# User Support > Forum Software Support >  We now have an official Mobile style

## Scott Tichenor

Our forum is now available in a true mobile style app. When you access with your mobile device, unless you're using an older one, you will automatically be redirected to the mobile style. For now we'll live with the blue that came with the default style (unless I decide to get in and hack that which they don't recommend). That will change with a future release for those of you that get lonely for my boring shades of gray and yellow. 

Below some screen shots. Note that some areas are not yet supported like the Social Groups but as we move forward we'll work towards opening up all areas. I've been really pleased how easy it is to read posts, reply, etc. Most of the functions you're already using stripped down more appropriately for mobile devices.
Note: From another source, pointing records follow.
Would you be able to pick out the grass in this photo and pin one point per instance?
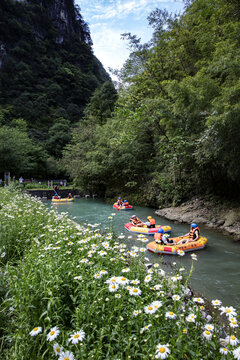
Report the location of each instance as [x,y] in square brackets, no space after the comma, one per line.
[72,292]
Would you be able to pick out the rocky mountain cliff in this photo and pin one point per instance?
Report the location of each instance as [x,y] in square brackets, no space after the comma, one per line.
[46,60]
[48,73]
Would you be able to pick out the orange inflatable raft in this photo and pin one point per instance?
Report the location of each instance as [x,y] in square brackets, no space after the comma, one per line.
[122,207]
[172,249]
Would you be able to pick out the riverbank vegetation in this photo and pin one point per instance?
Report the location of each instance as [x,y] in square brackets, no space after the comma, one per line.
[78,292]
[175,130]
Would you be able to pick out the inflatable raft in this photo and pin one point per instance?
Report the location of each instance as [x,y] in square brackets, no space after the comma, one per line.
[172,249]
[122,207]
[62,200]
[145,230]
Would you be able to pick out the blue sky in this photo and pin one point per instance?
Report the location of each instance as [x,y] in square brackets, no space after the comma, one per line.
[108,19]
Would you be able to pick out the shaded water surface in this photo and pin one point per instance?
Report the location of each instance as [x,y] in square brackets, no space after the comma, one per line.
[217,271]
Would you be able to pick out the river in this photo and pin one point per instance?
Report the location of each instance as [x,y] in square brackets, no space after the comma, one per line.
[216,272]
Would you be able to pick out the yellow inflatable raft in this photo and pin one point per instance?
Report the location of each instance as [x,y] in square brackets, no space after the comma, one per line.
[172,249]
[62,200]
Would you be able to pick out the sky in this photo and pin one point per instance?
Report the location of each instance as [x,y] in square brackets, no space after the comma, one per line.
[108,19]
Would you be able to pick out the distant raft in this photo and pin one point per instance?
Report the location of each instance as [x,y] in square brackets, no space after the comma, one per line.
[62,200]
[146,230]
[172,249]
[122,207]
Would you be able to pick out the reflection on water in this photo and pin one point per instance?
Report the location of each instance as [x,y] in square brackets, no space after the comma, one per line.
[217,271]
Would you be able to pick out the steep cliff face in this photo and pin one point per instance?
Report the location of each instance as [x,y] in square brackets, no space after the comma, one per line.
[47,67]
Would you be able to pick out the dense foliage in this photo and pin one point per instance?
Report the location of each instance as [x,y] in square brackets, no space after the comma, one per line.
[73,292]
[48,73]
[175,131]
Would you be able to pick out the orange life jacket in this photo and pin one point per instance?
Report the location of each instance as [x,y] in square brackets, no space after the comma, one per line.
[152,221]
[157,236]
[136,221]
[193,234]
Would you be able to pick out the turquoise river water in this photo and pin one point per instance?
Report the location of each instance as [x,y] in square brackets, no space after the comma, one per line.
[216,272]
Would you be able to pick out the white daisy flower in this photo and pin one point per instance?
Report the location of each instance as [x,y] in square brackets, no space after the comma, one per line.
[67,355]
[191,318]
[148,278]
[216,302]
[232,340]
[77,277]
[236,353]
[135,281]
[156,304]
[36,331]
[77,337]
[149,309]
[136,312]
[223,351]
[145,328]
[134,291]
[57,349]
[207,334]
[228,310]
[54,332]
[84,261]
[233,323]
[113,287]
[122,280]
[170,315]
[209,327]
[162,352]
[103,272]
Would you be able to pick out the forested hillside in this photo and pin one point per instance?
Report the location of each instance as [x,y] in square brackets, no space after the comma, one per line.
[48,73]
[175,131]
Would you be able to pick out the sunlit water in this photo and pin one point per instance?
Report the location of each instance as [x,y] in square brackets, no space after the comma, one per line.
[217,271]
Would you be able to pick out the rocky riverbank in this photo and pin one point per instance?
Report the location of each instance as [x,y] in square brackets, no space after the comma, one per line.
[220,216]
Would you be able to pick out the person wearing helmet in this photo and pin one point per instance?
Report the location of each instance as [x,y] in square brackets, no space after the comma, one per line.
[136,221]
[193,234]
[162,238]
[151,223]
[119,201]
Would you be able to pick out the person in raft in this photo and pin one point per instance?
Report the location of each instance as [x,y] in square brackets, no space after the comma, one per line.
[161,238]
[136,221]
[193,234]
[151,223]
[119,201]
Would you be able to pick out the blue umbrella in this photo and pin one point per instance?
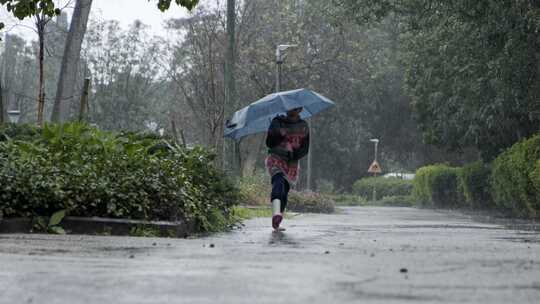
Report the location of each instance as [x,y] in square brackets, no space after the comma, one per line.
[256,117]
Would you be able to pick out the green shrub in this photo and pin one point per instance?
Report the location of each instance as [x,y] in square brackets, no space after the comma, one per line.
[514,176]
[349,200]
[89,172]
[325,186]
[20,132]
[396,201]
[310,202]
[535,177]
[255,190]
[391,186]
[474,185]
[436,186]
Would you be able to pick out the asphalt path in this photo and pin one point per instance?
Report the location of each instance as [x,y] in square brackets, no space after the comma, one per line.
[358,255]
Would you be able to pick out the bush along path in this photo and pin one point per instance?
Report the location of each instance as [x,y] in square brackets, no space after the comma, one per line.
[510,185]
[87,172]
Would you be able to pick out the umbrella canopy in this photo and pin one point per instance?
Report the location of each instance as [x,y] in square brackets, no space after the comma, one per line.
[256,117]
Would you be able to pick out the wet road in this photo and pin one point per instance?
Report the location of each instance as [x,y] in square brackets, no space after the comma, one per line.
[360,255]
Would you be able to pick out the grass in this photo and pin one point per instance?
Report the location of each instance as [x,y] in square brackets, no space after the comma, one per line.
[246,213]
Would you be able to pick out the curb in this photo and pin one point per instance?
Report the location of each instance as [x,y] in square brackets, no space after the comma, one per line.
[105,226]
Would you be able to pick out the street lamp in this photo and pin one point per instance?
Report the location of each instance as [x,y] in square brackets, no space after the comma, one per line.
[375,167]
[14,116]
[280,57]
[376,142]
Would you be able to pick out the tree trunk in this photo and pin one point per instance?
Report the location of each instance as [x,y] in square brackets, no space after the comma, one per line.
[70,61]
[1,103]
[41,22]
[230,89]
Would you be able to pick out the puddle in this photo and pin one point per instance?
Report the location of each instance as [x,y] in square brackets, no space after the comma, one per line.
[281,238]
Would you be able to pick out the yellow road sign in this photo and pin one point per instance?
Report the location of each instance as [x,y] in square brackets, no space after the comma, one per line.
[375,168]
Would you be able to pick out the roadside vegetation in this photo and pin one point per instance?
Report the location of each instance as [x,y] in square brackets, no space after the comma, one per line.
[255,191]
[89,172]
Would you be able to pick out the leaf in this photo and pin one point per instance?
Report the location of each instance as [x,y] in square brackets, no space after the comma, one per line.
[57,217]
[56,230]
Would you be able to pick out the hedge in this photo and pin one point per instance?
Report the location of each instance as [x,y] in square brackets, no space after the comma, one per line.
[474,185]
[384,187]
[312,202]
[436,186]
[89,172]
[514,179]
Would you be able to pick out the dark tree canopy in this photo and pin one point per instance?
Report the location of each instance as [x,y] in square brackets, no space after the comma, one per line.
[26,8]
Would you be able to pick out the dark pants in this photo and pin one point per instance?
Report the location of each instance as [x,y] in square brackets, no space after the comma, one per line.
[280,189]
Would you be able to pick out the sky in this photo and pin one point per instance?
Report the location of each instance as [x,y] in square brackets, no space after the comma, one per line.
[125,11]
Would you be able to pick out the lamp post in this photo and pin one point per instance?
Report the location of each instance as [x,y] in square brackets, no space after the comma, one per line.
[14,116]
[280,57]
[376,142]
[375,168]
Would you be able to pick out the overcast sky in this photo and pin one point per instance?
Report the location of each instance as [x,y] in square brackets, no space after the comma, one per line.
[125,11]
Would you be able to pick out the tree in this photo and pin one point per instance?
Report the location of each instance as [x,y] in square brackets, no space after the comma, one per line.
[26,8]
[70,61]
[230,150]
[471,68]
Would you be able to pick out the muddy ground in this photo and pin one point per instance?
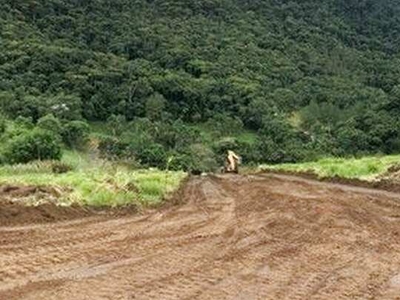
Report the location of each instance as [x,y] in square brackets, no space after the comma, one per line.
[232,237]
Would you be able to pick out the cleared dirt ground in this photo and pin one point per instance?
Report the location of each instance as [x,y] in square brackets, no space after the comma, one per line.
[233,237]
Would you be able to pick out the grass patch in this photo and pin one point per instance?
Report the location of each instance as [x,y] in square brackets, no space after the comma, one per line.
[365,168]
[97,183]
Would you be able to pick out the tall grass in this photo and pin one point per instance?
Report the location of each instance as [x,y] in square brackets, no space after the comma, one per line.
[96,182]
[366,168]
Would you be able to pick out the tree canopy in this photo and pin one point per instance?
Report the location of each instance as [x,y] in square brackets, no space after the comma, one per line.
[321,76]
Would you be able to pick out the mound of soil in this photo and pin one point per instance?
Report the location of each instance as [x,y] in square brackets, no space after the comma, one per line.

A few of you are used to browsing in full web mode. I'd ask you take some time to become acquainted with the mobile style and reserve your judgement and comments. This is a major enhancement and we realize not everyone likes change. 
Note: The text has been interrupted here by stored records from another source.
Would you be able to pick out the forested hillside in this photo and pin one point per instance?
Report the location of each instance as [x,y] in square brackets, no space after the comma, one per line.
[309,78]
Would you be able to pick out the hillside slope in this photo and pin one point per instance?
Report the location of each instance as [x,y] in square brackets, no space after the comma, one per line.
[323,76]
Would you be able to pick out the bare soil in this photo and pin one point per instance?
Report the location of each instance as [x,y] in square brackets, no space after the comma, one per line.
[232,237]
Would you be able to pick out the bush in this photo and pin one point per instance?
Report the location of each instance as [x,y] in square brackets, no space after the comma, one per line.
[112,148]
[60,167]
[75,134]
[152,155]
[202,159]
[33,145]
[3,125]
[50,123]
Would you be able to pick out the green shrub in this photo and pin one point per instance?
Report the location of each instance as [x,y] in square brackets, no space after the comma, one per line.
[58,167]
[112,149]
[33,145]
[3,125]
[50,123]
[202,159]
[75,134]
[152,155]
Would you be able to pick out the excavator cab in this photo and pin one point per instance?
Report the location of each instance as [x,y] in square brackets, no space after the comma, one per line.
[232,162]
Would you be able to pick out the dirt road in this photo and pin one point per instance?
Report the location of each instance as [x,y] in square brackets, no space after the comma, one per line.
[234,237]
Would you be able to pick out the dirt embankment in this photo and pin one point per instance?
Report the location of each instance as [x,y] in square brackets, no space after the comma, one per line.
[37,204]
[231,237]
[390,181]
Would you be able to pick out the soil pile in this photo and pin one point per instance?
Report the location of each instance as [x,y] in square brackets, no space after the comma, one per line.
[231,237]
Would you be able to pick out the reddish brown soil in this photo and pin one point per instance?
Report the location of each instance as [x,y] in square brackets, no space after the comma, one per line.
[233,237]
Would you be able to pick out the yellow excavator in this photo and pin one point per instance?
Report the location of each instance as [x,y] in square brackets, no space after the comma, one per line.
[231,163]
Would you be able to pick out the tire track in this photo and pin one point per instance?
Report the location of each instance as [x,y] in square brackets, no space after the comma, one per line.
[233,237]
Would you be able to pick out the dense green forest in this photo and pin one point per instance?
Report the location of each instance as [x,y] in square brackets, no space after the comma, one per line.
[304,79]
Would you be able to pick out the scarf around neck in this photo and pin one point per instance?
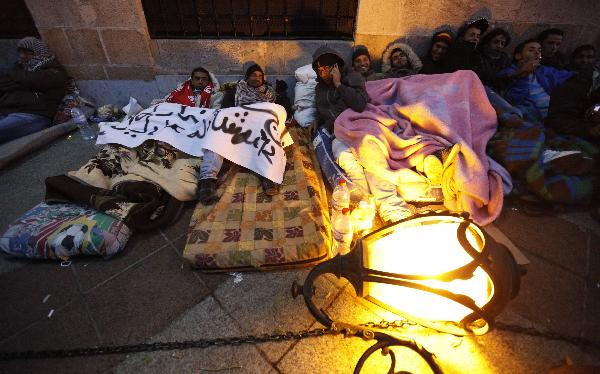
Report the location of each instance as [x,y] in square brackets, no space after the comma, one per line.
[246,94]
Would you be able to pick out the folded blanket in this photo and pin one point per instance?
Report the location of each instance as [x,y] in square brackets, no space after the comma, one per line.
[141,205]
[412,117]
[247,229]
[159,163]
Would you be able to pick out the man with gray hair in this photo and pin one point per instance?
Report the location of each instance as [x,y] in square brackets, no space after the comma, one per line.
[31,91]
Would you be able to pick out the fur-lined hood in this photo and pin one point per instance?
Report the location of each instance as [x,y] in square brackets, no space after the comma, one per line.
[413,59]
[215,82]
Tips for using: The "Mandolin Cafe" banner at the top of every page is also a link that takes you to the Forum home page. To the right of that logo are two image links. The first takes you to the second screen shot below which is a page with all of the main forum links, and the icon on the far right is a link to a search area.

*Forum front page:*




*Forum options page:*

----------


## Mark Robertson-Tessi

Already way better than pinching and squinting!  Thx

----------


## Miked

I guess "older one" would include a Palm Pre?

----------


## Phil Vinyard

It works! Much nicer. Thanks, Scott!

----------


## Markus

Great! I rarely browse on my desktop anymore.
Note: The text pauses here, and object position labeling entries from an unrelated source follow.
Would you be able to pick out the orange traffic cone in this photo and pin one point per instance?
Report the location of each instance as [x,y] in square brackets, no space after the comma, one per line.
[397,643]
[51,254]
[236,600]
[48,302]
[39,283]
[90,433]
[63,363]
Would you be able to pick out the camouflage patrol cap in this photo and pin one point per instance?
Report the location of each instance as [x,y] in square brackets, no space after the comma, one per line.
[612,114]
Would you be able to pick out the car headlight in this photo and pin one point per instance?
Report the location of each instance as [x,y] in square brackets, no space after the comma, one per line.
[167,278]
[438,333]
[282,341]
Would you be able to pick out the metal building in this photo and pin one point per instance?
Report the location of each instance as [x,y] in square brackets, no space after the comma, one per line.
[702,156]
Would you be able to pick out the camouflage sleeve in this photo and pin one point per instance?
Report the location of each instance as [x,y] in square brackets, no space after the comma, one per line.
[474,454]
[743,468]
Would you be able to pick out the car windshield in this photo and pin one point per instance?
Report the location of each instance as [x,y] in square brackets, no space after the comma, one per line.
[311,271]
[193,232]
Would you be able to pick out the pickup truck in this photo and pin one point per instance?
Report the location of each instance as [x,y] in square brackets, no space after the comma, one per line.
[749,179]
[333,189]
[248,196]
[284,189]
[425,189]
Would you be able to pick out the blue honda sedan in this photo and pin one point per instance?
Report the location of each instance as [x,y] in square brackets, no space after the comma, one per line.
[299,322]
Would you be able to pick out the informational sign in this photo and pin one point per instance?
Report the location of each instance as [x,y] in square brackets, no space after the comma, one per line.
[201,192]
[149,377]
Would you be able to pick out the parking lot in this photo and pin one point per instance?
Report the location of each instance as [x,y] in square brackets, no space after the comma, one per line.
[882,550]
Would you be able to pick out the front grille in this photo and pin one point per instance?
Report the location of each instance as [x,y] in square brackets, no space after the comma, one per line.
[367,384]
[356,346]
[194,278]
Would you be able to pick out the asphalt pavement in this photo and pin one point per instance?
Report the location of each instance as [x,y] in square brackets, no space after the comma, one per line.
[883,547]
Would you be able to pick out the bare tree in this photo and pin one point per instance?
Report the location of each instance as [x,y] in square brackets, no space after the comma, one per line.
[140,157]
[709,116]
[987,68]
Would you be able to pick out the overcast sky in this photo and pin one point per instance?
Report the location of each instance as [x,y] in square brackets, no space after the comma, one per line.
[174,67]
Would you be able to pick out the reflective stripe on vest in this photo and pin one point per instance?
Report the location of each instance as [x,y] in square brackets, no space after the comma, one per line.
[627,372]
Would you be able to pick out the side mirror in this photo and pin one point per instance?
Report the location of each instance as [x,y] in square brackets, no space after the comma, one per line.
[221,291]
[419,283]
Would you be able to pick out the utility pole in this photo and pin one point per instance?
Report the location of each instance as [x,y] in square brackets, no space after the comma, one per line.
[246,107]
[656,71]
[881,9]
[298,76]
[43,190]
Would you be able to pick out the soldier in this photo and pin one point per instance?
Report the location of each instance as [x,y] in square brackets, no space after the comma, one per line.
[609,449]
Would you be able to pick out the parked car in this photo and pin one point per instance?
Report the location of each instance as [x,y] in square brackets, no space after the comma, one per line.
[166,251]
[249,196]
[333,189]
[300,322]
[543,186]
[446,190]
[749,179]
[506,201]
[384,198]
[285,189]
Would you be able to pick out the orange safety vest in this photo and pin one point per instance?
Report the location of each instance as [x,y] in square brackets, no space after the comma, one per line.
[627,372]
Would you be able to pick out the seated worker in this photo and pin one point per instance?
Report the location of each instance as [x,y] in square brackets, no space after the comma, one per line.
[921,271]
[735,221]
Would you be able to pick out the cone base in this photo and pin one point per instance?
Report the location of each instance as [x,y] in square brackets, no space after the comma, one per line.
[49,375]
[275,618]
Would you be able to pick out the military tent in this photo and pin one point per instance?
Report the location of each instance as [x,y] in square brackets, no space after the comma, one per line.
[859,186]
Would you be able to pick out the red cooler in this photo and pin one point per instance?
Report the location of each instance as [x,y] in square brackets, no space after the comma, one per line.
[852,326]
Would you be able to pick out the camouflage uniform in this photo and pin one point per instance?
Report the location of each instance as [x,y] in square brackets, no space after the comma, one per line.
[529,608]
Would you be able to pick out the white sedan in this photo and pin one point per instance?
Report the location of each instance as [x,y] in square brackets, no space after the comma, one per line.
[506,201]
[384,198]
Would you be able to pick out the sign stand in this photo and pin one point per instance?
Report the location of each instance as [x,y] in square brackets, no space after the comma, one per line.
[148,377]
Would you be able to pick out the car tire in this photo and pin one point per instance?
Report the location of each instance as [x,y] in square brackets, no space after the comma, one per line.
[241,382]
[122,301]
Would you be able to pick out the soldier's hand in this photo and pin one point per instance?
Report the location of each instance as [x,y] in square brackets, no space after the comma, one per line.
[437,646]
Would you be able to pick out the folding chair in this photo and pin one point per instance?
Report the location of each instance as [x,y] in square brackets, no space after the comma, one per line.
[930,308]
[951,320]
That said, the reply button does not seem to work on my HTC Android phone. I can subscribe to the thread, but Reply To Thread highlights but does not select. 

It would appear I'm running Android 2.1-update 1. Browser is default browser version 7, in phone settings says WebKit 3.1.

If there's a way I can be of help testing, let me know. 

Thanks for moving this forward. It'll be fun to watch this develop.

----------


## Scott Tichenor

You'll want to make sure you're logged in of course and I'll assume you were. I only have an iPhone to test. Hopefully we'll hear frome others. I posted this from my iPhone.

----------


## Markus

Scott, apparently it works sometimes. I have had unresponsive buttons, but I am posting this via my mobile device.

I will patiently work with it. Everything I have seen at MC suggests that it will consistently improve. Mandolins aren't built in a day.

----------


## Dave Greenspoon

Nice and clean look on my Android.  Easy to navigate, etc.  Nice work Scott!

----------


## bfriedman

Thanks! Seems to work great on my iPhone.

----------


## Elliot Luber

I'm using the old Iphone Mandolin Cafe app. How do I upgrade?

----------


## Scott Tichenor

> I'm using the old Iphone Mandolin Cafe app. How do I upgrade?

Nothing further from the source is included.